Status Report: The Dishonest Minority
Three months ago, I announced that I was writing a book on why security exists in human societies. This is basically the book’s thesis statement:
All complex systems contain parasites. In any system of cooperative behavior, an uncooperative strategy will be effective — and the system will tolerate the uncooperatives — as long as they’re not too numerous or too effective. Thus, as a species evolves cooperative behavior, it also evolves a dishonest minority that takes advantage of the honest majority. If individuals within a species have the ability to switch strategies, the dishonest minority will never be reduced to zero. As a result, the species simultaneously evolves two things: 1) security systems to protect itself from this dishonest minority, and 2) deception systems to successfully be parasitic.
Humans evolved along this path. The basic mechanism can be modeled simply. It is in our collective group interest for everyone to cooperate. It is in any given individual’s short-term self interest not to cooperate: to defect, in game theory terms. But if everyone defects, society falls apart. To ensure widespread cooperation and minimal defection, we collectively implement a variety of societal security systems.
Two of these systems evolved in prehistory: morals and reputation. Two others evolved as our social groups became larger and more formal: laws and technical security systems. What these security systems do, effectively, is give individuals incentives to act in the group interest. But none of these systems, with the possible exception of some fanciful science-fiction technologies, can ever bring that dishonest minority down to zero.

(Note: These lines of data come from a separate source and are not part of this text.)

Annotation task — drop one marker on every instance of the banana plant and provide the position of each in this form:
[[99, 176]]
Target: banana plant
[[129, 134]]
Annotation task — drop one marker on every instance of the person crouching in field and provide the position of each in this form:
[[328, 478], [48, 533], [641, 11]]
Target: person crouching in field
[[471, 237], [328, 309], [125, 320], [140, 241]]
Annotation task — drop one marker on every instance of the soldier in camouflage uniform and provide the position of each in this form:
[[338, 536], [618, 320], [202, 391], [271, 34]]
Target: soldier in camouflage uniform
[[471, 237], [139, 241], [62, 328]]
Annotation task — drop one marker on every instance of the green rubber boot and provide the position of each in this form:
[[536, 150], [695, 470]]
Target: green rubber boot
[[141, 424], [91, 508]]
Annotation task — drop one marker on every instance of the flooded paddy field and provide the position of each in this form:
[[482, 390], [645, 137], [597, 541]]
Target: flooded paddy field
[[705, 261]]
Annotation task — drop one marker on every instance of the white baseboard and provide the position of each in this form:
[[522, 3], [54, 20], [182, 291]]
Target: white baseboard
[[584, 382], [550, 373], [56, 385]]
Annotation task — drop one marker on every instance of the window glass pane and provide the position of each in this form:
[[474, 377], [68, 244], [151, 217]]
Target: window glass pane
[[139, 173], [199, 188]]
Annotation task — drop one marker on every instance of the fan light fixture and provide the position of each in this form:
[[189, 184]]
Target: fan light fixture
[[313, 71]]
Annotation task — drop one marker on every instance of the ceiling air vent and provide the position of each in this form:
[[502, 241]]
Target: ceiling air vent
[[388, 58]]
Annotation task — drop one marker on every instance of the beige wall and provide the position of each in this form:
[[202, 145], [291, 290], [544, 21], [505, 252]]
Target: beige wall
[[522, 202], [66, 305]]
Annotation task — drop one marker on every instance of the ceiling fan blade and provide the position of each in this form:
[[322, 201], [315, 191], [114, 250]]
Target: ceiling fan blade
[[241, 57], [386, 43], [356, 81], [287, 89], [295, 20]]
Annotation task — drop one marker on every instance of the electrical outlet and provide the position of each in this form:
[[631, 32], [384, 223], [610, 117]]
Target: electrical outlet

In complex modern societies, many complications intrude on this simple model of societal security. Decisions to cooperate or defect are often made by groups of people — governments, corporations, and so on — and there are important differences because of dynamics inside and outside the groups. Much of our societal security is delegated — to the police, for example — and becomes institutionalized; the dynamics of this are also important. Power struggles over who controls the mechanisms of societal security are inherent: “group interest” rapidly devolves to “the king’s interest.” Societal security can become a tool for those in power to remain in power, with the definition of “honest majority” being simply the people who follow the rules.
The term “dishonest minority” is not a moral judgment; it simply describes the minority who does not follow societal norm. Since many societal norms are in fact immoral, sometimes the dishonest minority serves as a catalyst for social change. Societies without a reservoir of people who don’t follow the rules lack an important mechanism for societal evolution. Vibrant societies need a dishonest minority; if society makes its dishonest minority too small, it stifles dissent as well as common crime.
At this point, I have most of a first draft: 75,000 words. The tentative title is still “The Dishonest Minority: Security and its Role in Modern Society.” I have signed a contract with Wiley to deliver a final manuscript in November for February 2012 publication. Writing a book is a process of exploration for me, and the final book will certainly be a little different — and maybe even very different — from what I wrote above. But that’s where I am today.
And it’s why my other writings continue to be sparse.